Another assumption is that addiction is the primary disease, which means that it MUST be addressed first, with total sobriety required before any other life or mental health issues are addressed.
Relapse--or any deviation from total sobriety--is often grounds for discharge from the program or treatment, and the person is deemed “not ready” for treatment.
Some people respond well to this structured treatment approach, and credit it with saving their lives. However, many others (especially those with severe mental health concerns or trauma histories) find this too aversive, and require alternative strategies.
In contrast, let’s look at some of the defining features of harm reduction treatment:
In this model, any step in the right direction towards health, any reduction in substance-related harm, ANY POSITIVE CHANGE is seen as a success.
(For example: if you generally have five drinks each night, and you then are able to bring it down to four, THAT is viewed as a step in the right direction, and recognized as a valuable accomplishment in treatment.)
In contrast to the “one-size-fits-all” model of abstinence, harm reduction recommends a thorough investigation of all internal and external factors that contribute to the current situation, and the co-creation of an individualized treatment plan, based on the person's unique goals and needs.
(For example: one person might have a preference for a long “warm turkey” phase of reduced use, with an eventual goal of abstinence, whereas another might just need assistance in creating a safer using plan while addressing a recent trauma.)

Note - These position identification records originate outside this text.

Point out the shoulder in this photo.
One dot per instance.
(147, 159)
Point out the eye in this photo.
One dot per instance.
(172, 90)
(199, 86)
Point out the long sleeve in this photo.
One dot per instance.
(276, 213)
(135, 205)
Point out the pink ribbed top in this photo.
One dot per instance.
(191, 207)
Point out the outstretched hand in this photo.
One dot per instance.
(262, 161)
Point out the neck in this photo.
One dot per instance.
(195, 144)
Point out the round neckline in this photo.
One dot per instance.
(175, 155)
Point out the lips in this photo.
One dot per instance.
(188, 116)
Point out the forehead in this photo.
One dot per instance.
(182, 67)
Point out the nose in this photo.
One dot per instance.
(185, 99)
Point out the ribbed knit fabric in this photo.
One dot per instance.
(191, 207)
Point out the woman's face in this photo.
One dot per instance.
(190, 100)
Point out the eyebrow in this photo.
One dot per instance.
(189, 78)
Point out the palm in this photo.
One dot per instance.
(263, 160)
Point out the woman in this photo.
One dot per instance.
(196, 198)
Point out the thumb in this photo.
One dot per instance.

One thing to notice here is that the wide range of possible harm reduction goals actually includes abstinence! The difference is that abstinence is not held out as the only possible goal of treatment, and it is presumed that there might be multiple and gradual ways of getting there.
The emphasis here is on respecting each person’s autonomy over their life and choices, and empowering them to “run their own experiment” to determine their own optimal levels of use.
FOCUS ON THE HARM, NOT THE SUBSTANCE
The therapist/helper's focus is on reducing the potential harm of these substances, and not necessarily on reducing the use itself. They may provide psychoeducation about adverse medical or social consequences, along with a "menu of options" about how one might avoid those consequences.
(For example, one might choose to access clean needles in order to avoid disease transmission, or to drink a glass of water for each alcoholic drink in order to avoid dehydration, or to choose a designated driver to avoid a DUI. None of these choices involve reducing one's use, but greatly enhances the safety of the situation.)
Additionally, any sort of "relapse" behavior is viewed compassionately; treatment is often re-focused here, not terminated, as this is when people are often in greatest need of support. It can serve as both a potential warning sign (were initial goals too ambitious? are there new stressors to consider?) and an opportunity for learning about one's triggers and treatment needs.